A reputable turnaround consultant charges between $75 and $250 an hour, plus expenses. It's expensive, but "the cost of the cure is a lot less than the cost of a business failure," says one turnaround expert.
These white knights work for big and small accounting firms or for companies that specialize in crisis management and recapitalizations. They usually have years of experience managing various businesses, or they enter the field with a particular expertise, such as engineering.
The best turnaround experts are cool-headed, diplomatic and expert negotiators. They thrive on chaos and work well under great pressure, with little or no help from beleaguered owners.
"When we walk in, our clients are out of time and out of money," said Gerald P. Buccino, president of Buccino & Associates, a Chicago turnaround firm with offices across the country.
Lax financial controls, over-dependence on one or two accounts or suppliers, a despotic owner and the lack of a business plan and budgets all contribute to the demise of a business, according to Buccino. By the time a turnaround expert arrives, he or she usually finds key employees rushing out the door, key suppliers cutting off credit and customers taking their business elsewhere.

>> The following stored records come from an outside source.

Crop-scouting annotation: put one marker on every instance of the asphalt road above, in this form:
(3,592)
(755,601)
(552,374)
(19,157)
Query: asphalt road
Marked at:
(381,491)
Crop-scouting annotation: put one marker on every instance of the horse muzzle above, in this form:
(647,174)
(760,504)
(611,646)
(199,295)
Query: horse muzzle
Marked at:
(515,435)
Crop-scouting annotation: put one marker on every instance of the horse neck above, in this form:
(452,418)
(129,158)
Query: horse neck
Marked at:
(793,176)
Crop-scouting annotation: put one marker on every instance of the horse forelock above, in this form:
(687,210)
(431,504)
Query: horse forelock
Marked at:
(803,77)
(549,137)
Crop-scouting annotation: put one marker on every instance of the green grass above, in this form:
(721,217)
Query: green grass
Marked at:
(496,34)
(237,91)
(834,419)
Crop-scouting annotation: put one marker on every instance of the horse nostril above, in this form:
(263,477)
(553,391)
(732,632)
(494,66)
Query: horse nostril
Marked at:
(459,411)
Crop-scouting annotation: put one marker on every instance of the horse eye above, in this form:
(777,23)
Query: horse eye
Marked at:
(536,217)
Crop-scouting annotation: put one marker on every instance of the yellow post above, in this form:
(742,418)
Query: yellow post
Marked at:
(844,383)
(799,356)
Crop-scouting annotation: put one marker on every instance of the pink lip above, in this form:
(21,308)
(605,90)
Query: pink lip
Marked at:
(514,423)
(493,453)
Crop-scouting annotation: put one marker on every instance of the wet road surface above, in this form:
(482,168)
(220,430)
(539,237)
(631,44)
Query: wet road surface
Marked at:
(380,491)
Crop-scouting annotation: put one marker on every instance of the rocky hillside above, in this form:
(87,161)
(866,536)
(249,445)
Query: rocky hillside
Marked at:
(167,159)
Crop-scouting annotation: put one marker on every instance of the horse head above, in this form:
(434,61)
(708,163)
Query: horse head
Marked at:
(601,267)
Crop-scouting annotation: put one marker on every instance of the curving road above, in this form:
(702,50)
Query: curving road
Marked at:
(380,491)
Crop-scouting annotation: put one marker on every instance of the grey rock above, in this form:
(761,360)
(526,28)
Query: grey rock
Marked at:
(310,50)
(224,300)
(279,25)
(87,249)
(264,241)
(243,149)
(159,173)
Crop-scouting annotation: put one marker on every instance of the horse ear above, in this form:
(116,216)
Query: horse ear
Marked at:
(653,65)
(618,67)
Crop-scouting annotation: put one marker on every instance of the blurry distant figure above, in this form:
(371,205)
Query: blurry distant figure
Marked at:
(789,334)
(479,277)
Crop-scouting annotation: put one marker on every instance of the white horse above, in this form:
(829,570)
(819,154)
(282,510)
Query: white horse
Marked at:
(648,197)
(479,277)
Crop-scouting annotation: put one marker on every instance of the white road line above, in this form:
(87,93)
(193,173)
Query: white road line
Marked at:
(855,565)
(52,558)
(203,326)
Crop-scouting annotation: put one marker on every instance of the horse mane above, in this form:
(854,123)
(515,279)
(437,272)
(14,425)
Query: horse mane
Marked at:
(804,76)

"We have to do some Herculean things," said Buccino. In many cases, salaries are slashed and weekly payrolls are switched to biweekly to conserve cash. Excessive inventories are sold to generate cash. Company-owned or leased cars are eliminated and country-club memberships terminated. The consultant also negotiates with union leaders and worried employees to build support for the company during the crisis.

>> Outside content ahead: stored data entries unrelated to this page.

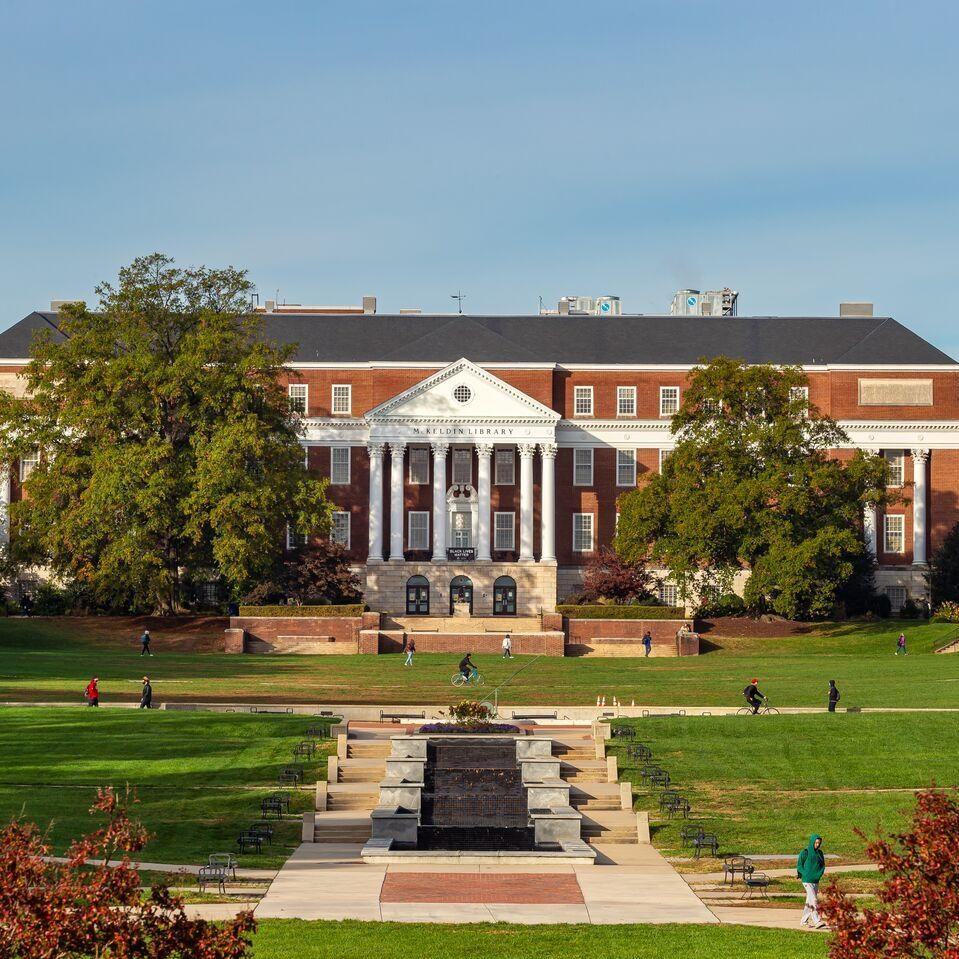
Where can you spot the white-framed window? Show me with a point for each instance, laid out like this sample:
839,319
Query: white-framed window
583,466
894,533
419,465
582,401
28,463
295,540
342,398
625,467
340,529
582,532
668,594
625,400
896,461
504,473
418,530
299,394
504,531
340,465
668,400
462,466
897,597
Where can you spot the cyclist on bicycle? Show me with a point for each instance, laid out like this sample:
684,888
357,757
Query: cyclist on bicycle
467,667
753,696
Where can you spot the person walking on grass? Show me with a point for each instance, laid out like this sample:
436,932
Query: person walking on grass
809,870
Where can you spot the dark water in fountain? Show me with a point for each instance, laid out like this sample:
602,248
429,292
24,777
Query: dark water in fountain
473,797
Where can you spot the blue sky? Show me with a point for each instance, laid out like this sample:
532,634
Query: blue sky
802,153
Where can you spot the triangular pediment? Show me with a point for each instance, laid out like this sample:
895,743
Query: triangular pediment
462,392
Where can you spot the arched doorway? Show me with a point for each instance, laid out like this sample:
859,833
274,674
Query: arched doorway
461,593
504,596
417,596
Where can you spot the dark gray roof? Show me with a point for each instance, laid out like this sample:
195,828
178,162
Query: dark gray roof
681,340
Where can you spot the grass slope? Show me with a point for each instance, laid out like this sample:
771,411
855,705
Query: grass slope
297,939
198,777
52,660
763,784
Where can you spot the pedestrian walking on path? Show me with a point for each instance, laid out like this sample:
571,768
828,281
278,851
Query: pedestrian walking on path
809,870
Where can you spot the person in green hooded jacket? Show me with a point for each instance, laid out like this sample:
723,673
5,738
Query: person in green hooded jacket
810,867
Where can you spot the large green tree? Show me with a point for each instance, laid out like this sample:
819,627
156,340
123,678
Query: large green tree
167,444
751,485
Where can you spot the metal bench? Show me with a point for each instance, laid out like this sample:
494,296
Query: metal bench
734,864
248,840
211,876
756,882
706,840
225,861
399,717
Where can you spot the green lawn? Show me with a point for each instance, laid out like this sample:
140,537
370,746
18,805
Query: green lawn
199,777
763,784
298,939
52,660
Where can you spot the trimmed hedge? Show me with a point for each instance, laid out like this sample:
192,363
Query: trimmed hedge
622,612
351,609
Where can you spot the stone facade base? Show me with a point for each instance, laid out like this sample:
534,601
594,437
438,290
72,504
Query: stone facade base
535,586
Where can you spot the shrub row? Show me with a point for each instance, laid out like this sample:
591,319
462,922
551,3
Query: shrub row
351,609
622,612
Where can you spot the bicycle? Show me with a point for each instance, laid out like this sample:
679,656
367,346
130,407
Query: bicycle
764,710
458,679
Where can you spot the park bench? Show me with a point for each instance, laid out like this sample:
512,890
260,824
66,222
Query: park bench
264,829
688,833
706,840
734,864
756,882
399,717
248,840
225,861
211,875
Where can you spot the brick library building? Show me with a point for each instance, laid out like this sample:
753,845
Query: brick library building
475,461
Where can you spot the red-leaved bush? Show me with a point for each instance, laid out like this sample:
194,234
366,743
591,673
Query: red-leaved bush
919,915
56,910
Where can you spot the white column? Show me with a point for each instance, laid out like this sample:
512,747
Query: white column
439,502
869,529
484,452
526,451
919,460
396,502
548,503
375,554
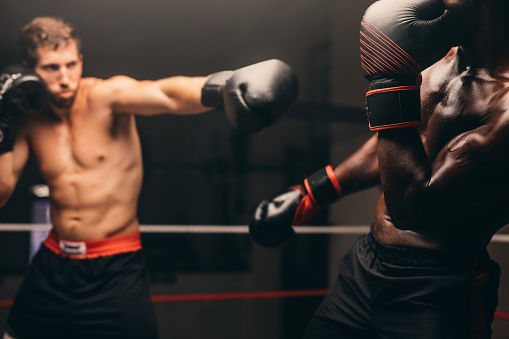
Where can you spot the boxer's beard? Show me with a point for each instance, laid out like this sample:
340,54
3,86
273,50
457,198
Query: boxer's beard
62,103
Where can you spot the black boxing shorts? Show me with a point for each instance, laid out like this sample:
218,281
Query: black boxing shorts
388,292
91,289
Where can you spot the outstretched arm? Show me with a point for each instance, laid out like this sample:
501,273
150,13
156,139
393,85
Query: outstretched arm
253,97
177,95
11,167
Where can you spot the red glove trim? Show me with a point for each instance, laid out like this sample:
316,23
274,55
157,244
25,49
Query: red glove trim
398,125
394,89
334,180
310,193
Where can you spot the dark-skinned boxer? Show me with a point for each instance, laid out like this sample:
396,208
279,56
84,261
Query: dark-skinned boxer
89,278
441,118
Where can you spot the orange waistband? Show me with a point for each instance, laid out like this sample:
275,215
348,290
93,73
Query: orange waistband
93,248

"We know very shortly if a company can be saved or not," said Buccino, whose firm usually charges a $5,000 retainer up front and expects to be paid weekly.
Because most troubled companies are in a chaotic state, one of the first things a turnaround expert does is plow through the piles of mail and paper work to search for uncashed checks.
Bruce Ballenger once found about $1 million worth of uncashed checks after being called to rescue an ailing hotel.
"The accounts receivable clerks weren't cashing the checks if they couldn't find an invoice to match," said Ballenger, the partner in charge of Ernst & Young's corporate services management consulting group in Century City.
Losing track of incoming checks is just one warning sign of impending disaster. Companies that don't keep close tabs on cash flow and don't adhere to a strict monthly budget are candidates for failure, according to these experts.
Another major sign of trouble is when a company submits late or grossly corrected monthly statements to its bankers or accountants.
"These companies are lurching from one cash crisis to the next," said Ballenger. He strongly recommends that even the smallest company create a board of outside advisers to monitor operations.
In some cases, heroic measures fail and the business has to be merged into a stronger partner or liquidated. But turnaround consultants say their record of success is quite high when a business owner calls them in time to help.
DISASTER WARNINGS If your company is suffering from more than one of these symptoms, seek help immediately: You frequently turn in late or heavily revised monthly financial statements. You have piles of uncollected accounts receivable. Your banker refuses to extend any more credit or threatens to call in a loan. You have excess inventory on hand all the time. Your expenses for perks are out of control. You have no monthly budget or long-range business plan. Your business is overly dependent on one supplier, vendor or customer. Your cash flow fluctuates and you feel a lack of control over expenses.